How you handle agents early exiting from the environment?

mickelliu · May 4, 2022, 2:13pm

Hi all, recently I’m experimenting with the neuralMMO environment, where you need to simultaneously control 8 agents on the same team to defeat the other 15 eight-agents teams. There are competitive elements that allow attacking other agents in the hostile teams and knocking them off the game. If an agent dies early, its respective done state is set to True while the environment is still running and your team is still alive.

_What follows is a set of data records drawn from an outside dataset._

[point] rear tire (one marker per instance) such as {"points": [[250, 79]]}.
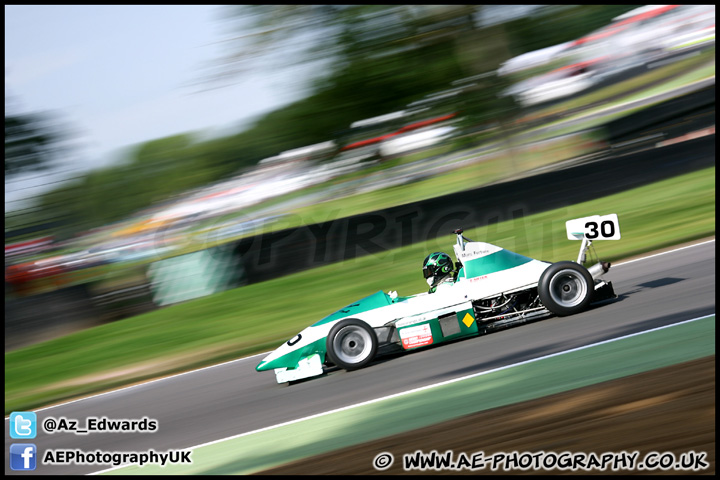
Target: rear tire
{"points": [[566, 288], [351, 344]]}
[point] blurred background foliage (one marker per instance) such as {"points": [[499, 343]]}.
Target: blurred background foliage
{"points": [[372, 60]]}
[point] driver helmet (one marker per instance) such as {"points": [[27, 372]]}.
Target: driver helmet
{"points": [[437, 267]]}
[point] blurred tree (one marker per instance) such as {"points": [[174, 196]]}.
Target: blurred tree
{"points": [[30, 144]]}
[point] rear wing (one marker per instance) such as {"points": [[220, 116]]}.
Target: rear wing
{"points": [[596, 227]]}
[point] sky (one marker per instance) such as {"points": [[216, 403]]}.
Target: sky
{"points": [[122, 75]]}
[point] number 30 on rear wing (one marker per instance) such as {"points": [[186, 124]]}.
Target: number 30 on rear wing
{"points": [[596, 227]]}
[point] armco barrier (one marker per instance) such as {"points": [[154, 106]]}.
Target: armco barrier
{"points": [[275, 254]]}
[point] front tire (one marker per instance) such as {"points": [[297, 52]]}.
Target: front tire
{"points": [[351, 344], [566, 288]]}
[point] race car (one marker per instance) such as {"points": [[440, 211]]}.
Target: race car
{"points": [[490, 288]]}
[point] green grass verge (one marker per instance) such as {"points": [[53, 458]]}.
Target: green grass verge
{"points": [[372, 421], [258, 317]]}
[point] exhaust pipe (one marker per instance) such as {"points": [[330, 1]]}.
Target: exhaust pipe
{"points": [[599, 269]]}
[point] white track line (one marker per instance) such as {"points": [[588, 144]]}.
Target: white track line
{"points": [[265, 353], [427, 387]]}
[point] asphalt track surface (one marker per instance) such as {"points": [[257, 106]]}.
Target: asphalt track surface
{"points": [[232, 398]]}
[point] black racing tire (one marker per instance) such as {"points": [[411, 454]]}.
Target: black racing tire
{"points": [[566, 288], [351, 344]]}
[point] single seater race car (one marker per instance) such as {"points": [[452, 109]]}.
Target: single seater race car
{"points": [[491, 288]]}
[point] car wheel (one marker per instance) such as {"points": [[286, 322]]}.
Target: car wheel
{"points": [[566, 288], [351, 344]]}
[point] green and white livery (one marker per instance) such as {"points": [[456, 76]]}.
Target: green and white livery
{"points": [[492, 288]]}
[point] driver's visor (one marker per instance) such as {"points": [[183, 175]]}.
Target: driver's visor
{"points": [[428, 272]]}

However, having entries equal to true beside the last entries in the done key of SampleBatch is clearly not acceptable due to the following error

Batches sent to postprocessing must only contain steps from a single trajectory

So I assume you should never set any done key to true unless it is the true terminal state for the entire environment. In the retrospect, I can sort of understand why this restriction was in place. Maybe you don’t want unequal length trajectory among the agents, causing issues for the trainer, or having the need to start a new episode just to fill the missing experiences in those shorter-than-expected trajectories.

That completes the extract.